Zunächst steht die Radlerin barfuß auf beiden Füßen, und Gigi Bernhard versucht, den gestreckten Arm seitlich nach oben zu ziehen, während die Probandin gegenhalten soll. Klappt nicht, der Arm bleibt am Körper. So soll es sein, der Kraftfluss ist okay. Radschuhe anziehen, dieselbe Übung, der Arm saust in die Höhe. Kein Wunder, sagt Burkhard Barsikow, die Einlegesohlen sind eigentlich für Plattfüße gedacht. Sie werden kurzerhand getauscht, und nun hält der Muskel stand. Es ist wie Zauberei.

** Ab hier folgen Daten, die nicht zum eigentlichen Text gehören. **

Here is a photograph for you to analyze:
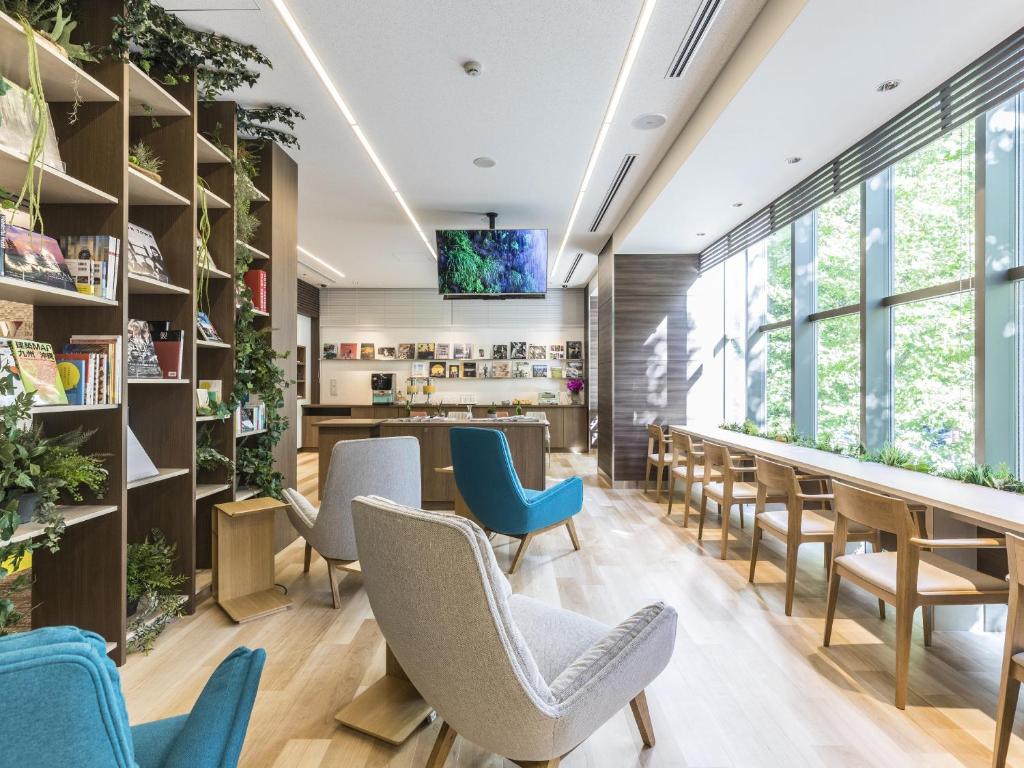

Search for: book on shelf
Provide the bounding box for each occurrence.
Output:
[151,329,185,379]
[196,312,223,341]
[63,334,123,404]
[127,319,164,379]
[244,269,267,312]
[0,224,78,293]
[59,234,121,299]
[128,223,171,283]
[9,339,68,406]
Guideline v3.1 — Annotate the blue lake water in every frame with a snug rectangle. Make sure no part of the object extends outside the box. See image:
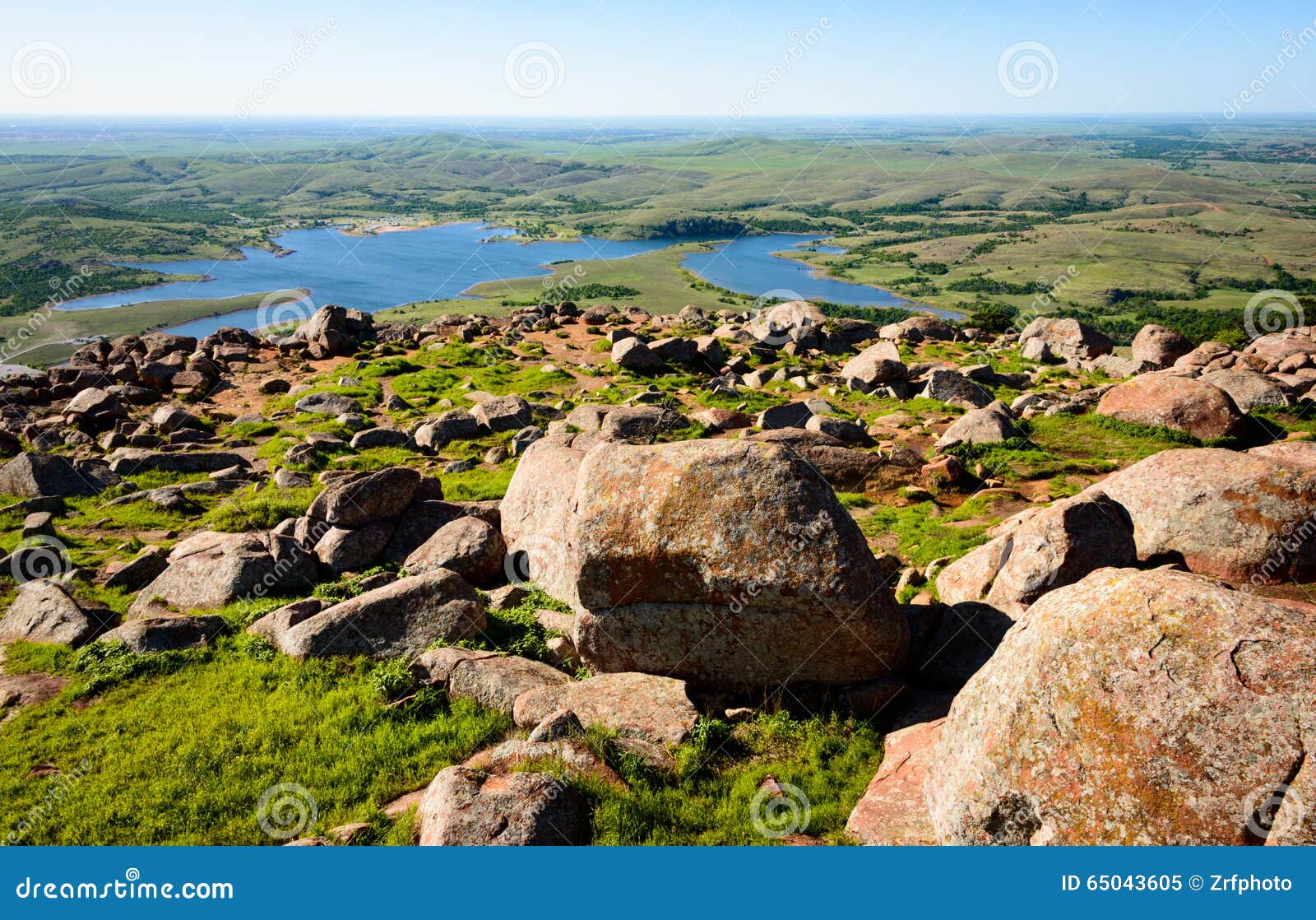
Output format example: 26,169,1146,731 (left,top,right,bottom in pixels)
53,222,937,336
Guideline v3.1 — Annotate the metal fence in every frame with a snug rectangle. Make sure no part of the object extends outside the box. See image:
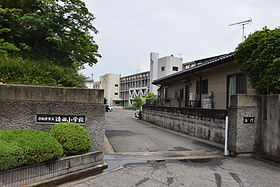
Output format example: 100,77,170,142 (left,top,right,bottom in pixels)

Effektive Tritttechnik und ermüdungsfreie Armhaltung

Auf dem Rad werden Bein-, Knie- und Hüftwinkel herkömmlich gemessen. Es wird viel ertastet, statt Laser und Software kommen Know-how und jahrelange Erfahrung zum Einsatz. Und auf dem Rad wieder ein kinesiologischer Test. Diesmal soll die Nackenmuskulatur einem Druck gegen die Stirn standhalten. Sie kann es nicht, der Kopf lässt sich nach hinten wegdrücken, etwas stimmt nicht. Sattel, Pedal und Lenker sind die drei möglichen Kontaktstellen, an denen Störungen des Kraftflusses auftreten können. Dort wird nun verändert. Das Rad CCT Team ist mit Rahmengröße M etwas zu lang, ein kürzerer Vorbau muss her, deutlich kürzer sogar. Die Haltung ist immer noch etwas gestreckt, aber akzeptabel.

Als es um die Sattelposition geht, kommt dann doch Software zur Anwendung. Die Messtechnik von „gebioMized“ misst die Satteldruckverteilung. Da der Sattel ungefähr sechzig Prozent des gesamten Körpergewichts trägt, ist die Druckverteilung auf dieser kleinen Fläche wichtig. Sensoren in einer über den Sattel gezogenen Haube liefern Daten, Software macht aus ihnen eine Grafik der Druckpunkte und -verhältnisse. Immer wieder wird der Sattel minimal justiert, Höhe, Ausrichtung über dem Tretlager und Neigung. Und immer wieder wird unter Belastung getreten, bis das Bild eine möglichst homogene Verteilung auf Sitzbeinhöcker und Dammbereich zeigt.

Es folgt noch ein Exkurs über effektive Tritttechnik und ermüdungsfreie Armhaltung. Zwei weitere Hausaufgaben! Eher witzig, dass für jede dieser Aufgaben ein farbiger Punkt als ständige Mahnung auf den Lenker geklebt wird. Nach beinahe drei Stunden Begutachtung, Vermessung und Beratung ist das Rad angepasst, und es geht hinaus auf die Straße: Das Fahrgefühl ist anders und undefinierbar seltsam am Anfang. Nach der ersten Zwei-Stunden-Ausfahrt schmerzt die Beinmuskulatur. Aber die bunten Punkte funktionieren. Ständig denkt die Radlerin: Arme beugen, Hacken runter. Bilder stehen vor Augen, wie der Tritt aussehen soll. Es dauert länger als nur ein paar Tage, bis die Muskulatur sich allmählich anpasst, was natürlich nicht am Rad liegt, sondern an der neuen Sitzposition.